= Waring baronets =

Baronetcy in the Baronetage of the United Kingdom

There have been two baronetcies created for persons with the surname Waring, both in the Baronetage of the United Kingdom. One creation is extinct while one is still extant.

The Waring Baronetcy, of Foots Cray Place in the County of Kent, was created in the Baronetage of the United Kingdom on 31 May 1919. For more information on this creation, see Samuel Waring, 1st Baron Waring.

The Waring Baronetcy, of St Bartholomew's in the City of London, was created in the Baronetage of the United Kingdom on 29 January 1935 for the surgeon Holburt Jacob Waring. He was Governor of the Imperial College of Science and Technology from 1930 to 1947 and President of the Royal College of Surgeons from 1932 to 1935.

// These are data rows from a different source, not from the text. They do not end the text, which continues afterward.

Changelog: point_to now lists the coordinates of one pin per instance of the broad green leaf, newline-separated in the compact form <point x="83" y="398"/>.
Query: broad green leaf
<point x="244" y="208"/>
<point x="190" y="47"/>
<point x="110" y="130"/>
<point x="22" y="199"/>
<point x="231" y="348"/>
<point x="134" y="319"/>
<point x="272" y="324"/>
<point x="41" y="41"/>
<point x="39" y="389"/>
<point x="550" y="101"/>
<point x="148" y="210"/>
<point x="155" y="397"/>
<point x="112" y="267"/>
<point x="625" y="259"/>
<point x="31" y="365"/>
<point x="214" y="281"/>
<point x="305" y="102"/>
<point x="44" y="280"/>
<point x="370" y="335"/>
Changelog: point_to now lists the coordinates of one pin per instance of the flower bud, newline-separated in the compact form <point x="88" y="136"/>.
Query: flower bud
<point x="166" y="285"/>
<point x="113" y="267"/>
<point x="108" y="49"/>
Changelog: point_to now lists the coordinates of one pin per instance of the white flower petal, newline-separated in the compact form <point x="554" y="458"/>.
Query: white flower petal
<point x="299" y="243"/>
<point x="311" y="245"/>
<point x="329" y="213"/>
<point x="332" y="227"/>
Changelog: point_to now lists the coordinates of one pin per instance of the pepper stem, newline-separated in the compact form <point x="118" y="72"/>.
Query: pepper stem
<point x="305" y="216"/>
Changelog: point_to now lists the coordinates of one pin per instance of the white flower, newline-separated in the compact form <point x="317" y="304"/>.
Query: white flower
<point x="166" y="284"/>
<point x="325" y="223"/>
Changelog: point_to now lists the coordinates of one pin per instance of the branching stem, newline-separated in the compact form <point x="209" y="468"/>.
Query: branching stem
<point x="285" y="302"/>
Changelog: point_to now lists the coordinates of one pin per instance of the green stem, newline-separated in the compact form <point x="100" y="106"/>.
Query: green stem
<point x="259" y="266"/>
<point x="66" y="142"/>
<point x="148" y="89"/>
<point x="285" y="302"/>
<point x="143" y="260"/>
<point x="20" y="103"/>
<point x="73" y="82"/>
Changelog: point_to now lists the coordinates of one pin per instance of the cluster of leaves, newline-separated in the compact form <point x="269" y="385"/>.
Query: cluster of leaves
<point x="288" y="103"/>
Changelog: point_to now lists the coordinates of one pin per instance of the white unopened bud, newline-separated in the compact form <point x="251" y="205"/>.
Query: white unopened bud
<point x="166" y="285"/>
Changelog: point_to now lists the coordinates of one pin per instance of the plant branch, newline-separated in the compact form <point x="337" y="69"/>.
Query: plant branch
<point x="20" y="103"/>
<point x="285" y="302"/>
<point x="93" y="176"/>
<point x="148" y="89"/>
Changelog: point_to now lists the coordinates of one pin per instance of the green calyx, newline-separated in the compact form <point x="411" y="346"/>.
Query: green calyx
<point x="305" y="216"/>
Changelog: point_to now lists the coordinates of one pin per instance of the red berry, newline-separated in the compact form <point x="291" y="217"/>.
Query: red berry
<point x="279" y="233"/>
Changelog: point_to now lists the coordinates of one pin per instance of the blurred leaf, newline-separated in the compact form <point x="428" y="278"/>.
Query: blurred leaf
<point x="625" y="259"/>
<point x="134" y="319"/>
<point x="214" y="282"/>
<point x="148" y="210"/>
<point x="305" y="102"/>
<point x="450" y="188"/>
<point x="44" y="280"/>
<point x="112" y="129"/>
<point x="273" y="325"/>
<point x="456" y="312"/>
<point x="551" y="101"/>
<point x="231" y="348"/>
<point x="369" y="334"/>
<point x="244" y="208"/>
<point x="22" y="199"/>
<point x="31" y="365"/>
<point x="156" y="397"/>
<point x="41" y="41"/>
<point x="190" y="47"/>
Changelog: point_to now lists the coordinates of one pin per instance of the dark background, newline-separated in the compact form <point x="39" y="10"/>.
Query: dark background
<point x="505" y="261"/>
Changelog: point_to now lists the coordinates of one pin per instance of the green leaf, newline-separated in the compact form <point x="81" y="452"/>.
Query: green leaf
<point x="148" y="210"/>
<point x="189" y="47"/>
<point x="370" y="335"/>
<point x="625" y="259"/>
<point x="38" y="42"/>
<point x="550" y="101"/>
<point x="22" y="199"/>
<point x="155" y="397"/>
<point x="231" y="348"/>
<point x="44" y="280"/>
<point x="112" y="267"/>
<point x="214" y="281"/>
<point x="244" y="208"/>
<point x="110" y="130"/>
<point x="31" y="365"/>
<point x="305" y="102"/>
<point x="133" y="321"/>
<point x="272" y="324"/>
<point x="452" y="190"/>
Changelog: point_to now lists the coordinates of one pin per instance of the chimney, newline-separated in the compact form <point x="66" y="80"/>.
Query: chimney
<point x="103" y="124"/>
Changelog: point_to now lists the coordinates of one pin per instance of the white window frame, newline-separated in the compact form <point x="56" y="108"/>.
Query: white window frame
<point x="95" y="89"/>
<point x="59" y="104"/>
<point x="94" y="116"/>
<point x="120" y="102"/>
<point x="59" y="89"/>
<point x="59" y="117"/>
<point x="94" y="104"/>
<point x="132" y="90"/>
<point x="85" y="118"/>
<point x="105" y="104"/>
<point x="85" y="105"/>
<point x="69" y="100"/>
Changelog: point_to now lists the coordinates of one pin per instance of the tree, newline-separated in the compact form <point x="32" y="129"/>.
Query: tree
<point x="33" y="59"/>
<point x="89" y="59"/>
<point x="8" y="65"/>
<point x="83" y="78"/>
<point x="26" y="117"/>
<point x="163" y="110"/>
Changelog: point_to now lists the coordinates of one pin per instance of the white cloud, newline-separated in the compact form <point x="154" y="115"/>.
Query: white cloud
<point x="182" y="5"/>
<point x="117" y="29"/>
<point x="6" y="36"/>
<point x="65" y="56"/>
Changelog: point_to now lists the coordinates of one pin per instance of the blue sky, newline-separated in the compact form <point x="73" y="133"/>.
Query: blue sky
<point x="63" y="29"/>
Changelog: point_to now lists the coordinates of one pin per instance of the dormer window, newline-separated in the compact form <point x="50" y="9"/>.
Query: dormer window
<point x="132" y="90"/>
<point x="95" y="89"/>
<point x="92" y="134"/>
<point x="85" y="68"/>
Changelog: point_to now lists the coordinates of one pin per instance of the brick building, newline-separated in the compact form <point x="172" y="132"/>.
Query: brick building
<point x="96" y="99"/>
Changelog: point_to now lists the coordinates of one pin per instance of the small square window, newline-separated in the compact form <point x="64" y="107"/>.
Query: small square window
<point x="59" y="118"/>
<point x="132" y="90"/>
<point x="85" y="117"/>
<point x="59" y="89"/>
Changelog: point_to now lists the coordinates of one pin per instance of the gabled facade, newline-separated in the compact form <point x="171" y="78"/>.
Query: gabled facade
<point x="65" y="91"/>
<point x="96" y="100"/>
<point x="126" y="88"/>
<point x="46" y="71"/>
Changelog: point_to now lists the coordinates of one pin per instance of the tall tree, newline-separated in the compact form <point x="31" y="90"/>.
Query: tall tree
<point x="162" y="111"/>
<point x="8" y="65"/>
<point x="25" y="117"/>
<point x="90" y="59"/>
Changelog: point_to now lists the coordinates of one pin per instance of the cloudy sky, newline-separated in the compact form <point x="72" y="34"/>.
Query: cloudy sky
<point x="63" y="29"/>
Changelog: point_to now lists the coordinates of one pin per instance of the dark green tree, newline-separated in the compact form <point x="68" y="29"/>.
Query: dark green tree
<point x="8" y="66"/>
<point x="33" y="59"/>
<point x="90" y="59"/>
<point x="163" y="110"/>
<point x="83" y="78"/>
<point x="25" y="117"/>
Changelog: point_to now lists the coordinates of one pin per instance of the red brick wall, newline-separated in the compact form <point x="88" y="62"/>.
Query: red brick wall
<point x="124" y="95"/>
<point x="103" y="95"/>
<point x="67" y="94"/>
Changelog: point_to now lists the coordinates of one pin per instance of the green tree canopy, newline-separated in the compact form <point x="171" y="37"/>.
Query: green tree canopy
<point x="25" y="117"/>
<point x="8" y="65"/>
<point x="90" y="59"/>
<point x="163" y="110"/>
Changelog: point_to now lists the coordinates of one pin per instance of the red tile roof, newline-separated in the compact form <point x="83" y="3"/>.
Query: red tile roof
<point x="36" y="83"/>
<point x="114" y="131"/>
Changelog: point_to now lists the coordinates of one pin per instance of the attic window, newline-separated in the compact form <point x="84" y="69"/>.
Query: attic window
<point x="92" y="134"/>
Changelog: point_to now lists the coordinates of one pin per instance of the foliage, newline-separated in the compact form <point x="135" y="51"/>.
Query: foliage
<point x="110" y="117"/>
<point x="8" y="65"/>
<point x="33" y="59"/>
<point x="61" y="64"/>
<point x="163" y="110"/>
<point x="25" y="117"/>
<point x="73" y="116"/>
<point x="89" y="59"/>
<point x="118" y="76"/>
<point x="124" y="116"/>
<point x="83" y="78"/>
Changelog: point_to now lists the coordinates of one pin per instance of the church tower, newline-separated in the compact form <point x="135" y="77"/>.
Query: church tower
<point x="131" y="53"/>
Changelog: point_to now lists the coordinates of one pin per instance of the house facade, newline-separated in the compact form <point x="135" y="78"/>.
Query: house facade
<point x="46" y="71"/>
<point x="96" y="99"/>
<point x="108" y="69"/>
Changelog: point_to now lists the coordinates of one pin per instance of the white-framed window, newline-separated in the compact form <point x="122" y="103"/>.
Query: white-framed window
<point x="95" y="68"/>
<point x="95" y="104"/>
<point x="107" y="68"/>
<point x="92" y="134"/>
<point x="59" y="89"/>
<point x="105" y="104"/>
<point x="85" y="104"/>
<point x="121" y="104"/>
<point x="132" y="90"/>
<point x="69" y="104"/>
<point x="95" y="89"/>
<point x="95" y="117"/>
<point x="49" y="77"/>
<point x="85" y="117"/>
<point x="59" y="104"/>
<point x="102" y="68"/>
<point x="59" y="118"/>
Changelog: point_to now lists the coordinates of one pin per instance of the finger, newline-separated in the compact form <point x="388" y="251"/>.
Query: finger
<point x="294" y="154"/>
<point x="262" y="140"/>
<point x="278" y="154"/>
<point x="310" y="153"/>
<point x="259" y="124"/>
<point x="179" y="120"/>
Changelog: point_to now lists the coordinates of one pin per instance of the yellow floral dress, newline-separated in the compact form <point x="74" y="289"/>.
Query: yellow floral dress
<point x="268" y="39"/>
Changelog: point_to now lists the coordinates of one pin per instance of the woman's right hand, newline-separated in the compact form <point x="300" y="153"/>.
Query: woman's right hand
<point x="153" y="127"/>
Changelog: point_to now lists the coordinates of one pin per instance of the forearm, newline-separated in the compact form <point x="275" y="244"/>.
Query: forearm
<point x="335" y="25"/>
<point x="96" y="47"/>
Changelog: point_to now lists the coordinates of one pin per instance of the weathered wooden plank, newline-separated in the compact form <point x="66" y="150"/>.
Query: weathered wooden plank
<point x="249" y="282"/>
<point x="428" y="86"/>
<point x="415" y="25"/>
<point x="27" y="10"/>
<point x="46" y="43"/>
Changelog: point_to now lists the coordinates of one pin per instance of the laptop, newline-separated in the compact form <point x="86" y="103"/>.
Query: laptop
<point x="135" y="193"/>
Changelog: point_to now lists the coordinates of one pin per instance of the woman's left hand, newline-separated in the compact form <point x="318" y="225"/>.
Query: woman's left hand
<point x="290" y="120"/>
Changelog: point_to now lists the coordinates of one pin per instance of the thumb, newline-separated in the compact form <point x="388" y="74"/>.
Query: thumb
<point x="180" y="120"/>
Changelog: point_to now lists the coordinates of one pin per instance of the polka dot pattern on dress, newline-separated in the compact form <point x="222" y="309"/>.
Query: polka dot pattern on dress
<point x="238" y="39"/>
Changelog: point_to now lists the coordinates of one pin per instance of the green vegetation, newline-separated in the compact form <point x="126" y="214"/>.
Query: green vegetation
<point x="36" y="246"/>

==Waring baronets, of Foots Cray Place (1919)==

Escutcheon of the Waring baronets of Foots Cray Place

- See Samuel Waring, 1st Baron Waring

==Waring baronets, of St Bartholomew's (1935)==

Escutcheon of the Waring baronets of St Bartholomew's

- Sir Holburt Jacob Waring, 1st Baronet (1866–1953)
- Sir (Alfred) Harold Waring, 2nd Baronet (1902–1981)
- Sir (Alfred) Holburt Waring, 3rd Baronet (1933–2021)
- Sir Michael Holburt Waring, 4th Baronet (born 1964)

The heir apparent is the present holder's son Oliver Holburt Waring (born 1995).